O problema, a minha dificuldade, já que para a minha
mãe não há mais impedimento, é que falar dela, é, antes de
tudo e de todos, cavaquear sobre meu próprio eu. Ela vive
em mim com tamanha intensidade que é impossível contar
dela... sem que por seu meio, eu diga, ao final de contas, da
minha pessoa e do tanto que ela levou de mim.
Nada disso estava posto no princípio. Contrariando o  Evangelho, no início era a carne... e o verbo se fez em trânsito. Mesmo que hoje saiba que desde sempre estava me preparando para este momento, como se algo no meu espírito
me antecedesse e anunciasse, como um arauto, a chegada
daquela hora derradeira em que a história cumpre o papel de
enterrar morta, ainda que viva ela estivesse.
Não sendo versada em narração, fiz-me contadora de uma história que me continha, ainda que nunca me contivesse. Mas isso, como disse, apenas sei hoje. Lá, na origem, estava Ela e sua inimaginável capacidade de criar mundos possíveis, ainda que imaginários. Então, na realidade, na mais pura verdade, não sou eu quem conta, aqui, a história da minha
mãe. A impressão que tenho é que tudo isso foi tramado na
urdidura do tempo e na simplicidade dos afagos cotidianos,
como uma fábula que se conta em mim, como se o meu pró-
prio corpo, os meus gestos de escrever, ler, reler, reescrever,
cortar... e sucumbir, já lá estivesse antes mesmo que eu disso
tomasse ciência.
Também não pense o leitor que esse meu devaneio seja
uma espécie de justificativa ou de autocondescendência que,
ao arrepio da responsabilidade de quem toma a palavra e
doma o verbo, quisesse recusar ser a via por onde escoa o
texto, este texto, a sua história. Não, não, longe de mim tal
atitude. Não é nessas heranças que me fiz. O problema, acho
hoje, e achei sempre, é que eu não estava preparada para
isso. "Há que se preparar a casa para receber as visitas. E nunca se esqueça, a nossa casa é aquilo que nos habita", Ela dizia.

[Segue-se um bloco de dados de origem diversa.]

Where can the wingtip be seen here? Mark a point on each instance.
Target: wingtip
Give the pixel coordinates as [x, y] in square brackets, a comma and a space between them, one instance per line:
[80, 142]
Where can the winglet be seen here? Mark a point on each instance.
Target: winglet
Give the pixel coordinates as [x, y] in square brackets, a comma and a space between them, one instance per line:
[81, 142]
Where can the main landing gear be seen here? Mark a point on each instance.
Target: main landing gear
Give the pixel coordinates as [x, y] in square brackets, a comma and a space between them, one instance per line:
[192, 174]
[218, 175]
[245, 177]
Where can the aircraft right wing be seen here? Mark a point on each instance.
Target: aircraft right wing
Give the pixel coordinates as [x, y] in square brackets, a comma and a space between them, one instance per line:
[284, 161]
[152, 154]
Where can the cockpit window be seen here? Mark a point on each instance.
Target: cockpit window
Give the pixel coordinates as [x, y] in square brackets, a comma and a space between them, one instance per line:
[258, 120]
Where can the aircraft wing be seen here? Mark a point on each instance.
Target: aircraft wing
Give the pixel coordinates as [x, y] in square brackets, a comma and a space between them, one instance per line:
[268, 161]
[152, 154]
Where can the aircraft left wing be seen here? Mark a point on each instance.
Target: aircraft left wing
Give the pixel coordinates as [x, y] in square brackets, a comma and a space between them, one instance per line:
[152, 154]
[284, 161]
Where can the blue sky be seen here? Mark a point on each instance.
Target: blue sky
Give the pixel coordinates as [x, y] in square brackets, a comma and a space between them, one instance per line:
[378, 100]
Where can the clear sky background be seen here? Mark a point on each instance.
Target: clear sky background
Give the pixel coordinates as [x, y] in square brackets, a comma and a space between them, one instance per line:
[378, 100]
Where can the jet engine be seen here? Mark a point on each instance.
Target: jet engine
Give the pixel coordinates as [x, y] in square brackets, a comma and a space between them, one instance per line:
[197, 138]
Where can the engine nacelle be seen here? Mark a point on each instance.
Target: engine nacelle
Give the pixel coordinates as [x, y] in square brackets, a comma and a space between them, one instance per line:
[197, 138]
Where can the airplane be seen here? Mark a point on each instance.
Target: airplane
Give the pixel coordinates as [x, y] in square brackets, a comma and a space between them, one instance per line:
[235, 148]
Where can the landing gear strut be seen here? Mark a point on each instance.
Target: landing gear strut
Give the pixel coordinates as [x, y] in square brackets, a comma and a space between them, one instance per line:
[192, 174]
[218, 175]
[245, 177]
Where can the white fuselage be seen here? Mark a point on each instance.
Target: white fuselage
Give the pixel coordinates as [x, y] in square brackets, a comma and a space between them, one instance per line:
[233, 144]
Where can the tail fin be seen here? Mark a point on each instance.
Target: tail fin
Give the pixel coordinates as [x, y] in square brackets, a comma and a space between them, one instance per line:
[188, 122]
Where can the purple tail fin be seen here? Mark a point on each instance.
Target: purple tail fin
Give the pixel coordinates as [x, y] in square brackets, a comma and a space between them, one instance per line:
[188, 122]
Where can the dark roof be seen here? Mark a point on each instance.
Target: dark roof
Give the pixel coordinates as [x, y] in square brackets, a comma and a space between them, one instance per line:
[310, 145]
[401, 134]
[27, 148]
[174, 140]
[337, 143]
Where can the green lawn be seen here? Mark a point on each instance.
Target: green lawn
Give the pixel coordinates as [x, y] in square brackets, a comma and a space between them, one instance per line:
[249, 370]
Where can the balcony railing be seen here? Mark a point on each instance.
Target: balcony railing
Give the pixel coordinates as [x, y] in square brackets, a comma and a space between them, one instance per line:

Custei a entender que, na verdade, as visitas, no caso, éramos
nós duas. E eu nunca estava preparada.
Ainda hoje, quando sei que há uma história por contar,
não me sinto preparada. Mas, não é possível mais adiar. Não
se trata, evidentemente, de uma urgência, algo entre a vida
e a morte, ou, como Ela gostava de dizer, "que a brevidade
do tempo faz a eternidade ficar sem jeito". A verdade, nua e
crua, é que hoje a água se espalhou e a massa corre o risco de
desandar. É preciso, pois, estancar a corredeira do tempo e
sustentar o fluxo da memória.
Tudo isso, assim, posto pode parecer uma banalidade.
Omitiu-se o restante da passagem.